Kirkwood High School student newspaper

Tess Hubbard

I did my best to live up to the expectations and stay on the yellow brick road, but yellow isn’t really my color.

Morgan Hooker

Undecided

Ecology

Yes, My dad is Mr. Hooker. The 7th grade science teacher. The one who was obsessed with Vocabulary.com and gave “hard” tests. The ecology nut who donned the astronaut bee-keeper suit and got stung so many times he became unrecognizable. 

Being a teacher’s kid has its perks. North Kirkwood Middle School was my playground. I rode wheely chairs around the halls and used my outside voice inside. I had free access to dad’s candy drawer and the back closet (fair warning, more often than not there are dead frogs in the fridge). The courtyards were my kingdom, the chickens my children and the bees my frenemies.

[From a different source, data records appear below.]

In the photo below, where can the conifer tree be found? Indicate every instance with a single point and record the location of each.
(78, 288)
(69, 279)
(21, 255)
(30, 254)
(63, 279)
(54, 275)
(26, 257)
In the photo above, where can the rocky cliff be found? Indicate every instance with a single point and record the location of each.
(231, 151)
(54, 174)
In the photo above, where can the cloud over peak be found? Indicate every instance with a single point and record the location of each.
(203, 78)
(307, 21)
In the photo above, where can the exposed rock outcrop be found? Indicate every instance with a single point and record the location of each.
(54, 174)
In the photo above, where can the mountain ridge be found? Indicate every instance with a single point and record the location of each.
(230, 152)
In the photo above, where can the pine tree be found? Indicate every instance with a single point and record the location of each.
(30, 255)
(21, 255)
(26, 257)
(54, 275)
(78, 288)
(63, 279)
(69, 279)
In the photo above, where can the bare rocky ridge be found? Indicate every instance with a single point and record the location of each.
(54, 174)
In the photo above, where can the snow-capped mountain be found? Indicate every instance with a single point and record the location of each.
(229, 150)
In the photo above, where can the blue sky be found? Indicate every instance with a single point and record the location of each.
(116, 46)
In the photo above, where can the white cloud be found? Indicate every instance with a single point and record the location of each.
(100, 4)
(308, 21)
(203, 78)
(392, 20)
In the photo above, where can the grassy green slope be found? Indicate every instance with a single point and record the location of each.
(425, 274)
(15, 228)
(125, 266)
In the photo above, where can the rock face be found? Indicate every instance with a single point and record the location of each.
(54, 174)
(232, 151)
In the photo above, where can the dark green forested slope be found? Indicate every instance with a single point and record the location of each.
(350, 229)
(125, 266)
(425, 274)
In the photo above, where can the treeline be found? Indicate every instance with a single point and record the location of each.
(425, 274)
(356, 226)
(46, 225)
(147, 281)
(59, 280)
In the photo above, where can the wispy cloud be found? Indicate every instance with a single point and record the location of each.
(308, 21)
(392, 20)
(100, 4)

But the weird thing about it all is that most people knew who I was before I did. You know when you go to a family gathering and relatives you’ve never seen before know everything about you? Well that’s my life every day because my dad knows everyone on Earth. From the moment I walked through the door, my path was pretty much already decided. Teachers either held me when I was a baby or knew my dad and sisters (while some never made the connection because Hooker is such a common last name, bless their hearts). I did my best to live up to the expectations and stay on the yellow brick road, but yellow isn’t really my color. I’ve always been very aware of the shadow I live under and it’s been nice and shady, but finding my way out is a little hard in the dark. 

As you read above I’ll be studying ecology (you’ll never guess where that came from), but all of this makes me worry. Is my life already set? I mean both nature and nurture aren’t really on my side here. I don’t know if being a teacher’s kid made me a carbon copy of my family, but I do know one thing. I will never be a teacher.